Haroun's story
My family and I are Pakistani and I’ve always grown up in very ‘white’ area of the country. When I was at primary school it didn’t really matter and no-one would comment on how I looked different, it wasn’t even really something I thought about myself.
When I got a bit older I started to hear things in the street about ‘coloured’ people coming to the area and although it really upset me, my parents were pretty protective and tried not to let it affect me.
When I got to secondary school is when the bullying really started. Kids would call me all sorts of names and would tease me about the colour of my skin. The teachers didn’t seem to notice or didn’t care.
It completely tore me apart. Even kids who said they were my friends would join in the bullying when it started. I just felt so alone. I wanted to be part of something so badly that I got involved in a gang.
I was really angry all of the time because of what had happened to me and the gang I was in was pretty violent. I got convicted of assault so I have a record, which I really regret.
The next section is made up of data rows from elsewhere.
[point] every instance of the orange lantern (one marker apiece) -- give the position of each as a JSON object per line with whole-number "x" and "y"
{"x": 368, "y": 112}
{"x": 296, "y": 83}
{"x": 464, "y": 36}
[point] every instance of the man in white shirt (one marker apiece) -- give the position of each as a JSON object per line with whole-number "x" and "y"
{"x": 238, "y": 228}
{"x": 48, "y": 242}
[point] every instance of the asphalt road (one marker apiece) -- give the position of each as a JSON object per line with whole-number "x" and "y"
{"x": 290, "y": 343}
In the end, two of my family who I was really close to got convicted of robbery and went to prison. That was a real turning point for me and I stopped to think about what I was doing and why I was so angry.
I got involved with a local young people’s magazine and for the first time I felt that I was doing something valuable and that I was good at it. I feel like I’m worth something now and that the way I reacted to racism was not the best way to cope with it.
There are so many other things that you can choose to do. I know I won’t go back on the bad road again. I’ve too much to do with my life.